The New NY Bridge project is pleased to announce the winner of its 2016 falcon naming contest: Irvwing!
The public voted for their favorite falcon name in a week-long poll. Each submission was provided by local students just after the hatching of a young falcon in the Tappan Zee Bridge’s nest box this April.
The winning name was submitted by Christine Kern, a 5th grader at Washington Irving Intermediate School in Tarrytown.
“I looked at the winning names last year, and I realized that people liked puns,” said Christine, who is 10 years old. “I originally came up with Irvwington, but it sounded too complex so I changed it to Irvwing.”
On Wednesday, the project’s outreach team presented an award certificate to Christine and her classmates, who broke out in cheers upon learning the news.
“It’s exciting,” said their teacher, Laura Brown. “We’re always keeping an eye on the birds, and we’re so close to the project. We can see the construction from our classroom. … And the naming contest was a great opportunity for the students to feel connected to what’s happening in their community.”
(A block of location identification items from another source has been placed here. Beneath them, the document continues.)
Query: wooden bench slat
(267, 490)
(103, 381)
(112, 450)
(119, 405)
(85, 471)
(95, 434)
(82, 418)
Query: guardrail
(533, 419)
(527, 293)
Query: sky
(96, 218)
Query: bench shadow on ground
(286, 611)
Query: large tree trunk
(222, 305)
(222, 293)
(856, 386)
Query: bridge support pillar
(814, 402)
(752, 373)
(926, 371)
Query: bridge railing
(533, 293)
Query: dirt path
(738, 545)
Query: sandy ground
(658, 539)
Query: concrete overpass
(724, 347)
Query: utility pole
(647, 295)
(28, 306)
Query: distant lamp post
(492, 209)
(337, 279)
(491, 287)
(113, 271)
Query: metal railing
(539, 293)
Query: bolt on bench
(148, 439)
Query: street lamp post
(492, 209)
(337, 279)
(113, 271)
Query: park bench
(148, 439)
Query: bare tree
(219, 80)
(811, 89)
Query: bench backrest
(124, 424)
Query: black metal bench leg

It was repeat performance for Washington Irving Elementary students, who in 2015 named one of the three newborn Tappan Zee falcon “Bridge-ette” in a similar contest.
The project’s Environmental Compliance Manager, Kristine Edwards, was also on hand to lead a discussion on the falcons and answer questions from students. The informative session was one of thousands spurred by the project’s educational outreach initiative, which seeks to give students a better understanding of how classroom theory comes to life right in their own backyard.
“It’s really wonderful to see the enthusiasm and creativity that local students brought to the falcon naming contest,” said Khurram Saeed, Communications Director for the New NY Bridge project. “We thank them for coming up with such inventive names and the public for voting for their favorite ones.”
The falcons currently occupy a man-made nest box in the existing Tappan Zee Bridge, which is maintained by the New York State Thruway Authority. The new bridge will include a new peregrine falcon nest box at the top of its 419-foot towers. Falcon fans are urged to keep an eye on the birds via the project’s 24/7 FalconCam.
Please note: the FalconCam provides an unfiltered window on the day-to-day lives of these fascinating birds of prey. At any given moment, you may see the adult falcons eating, feeding their young, defending their nest and more. These are wild birds and their behaviors reflect what really happens in nature. Some of their actions may be unpleasant to watch and it is possible that some of the fledglings may not survive into adulthood.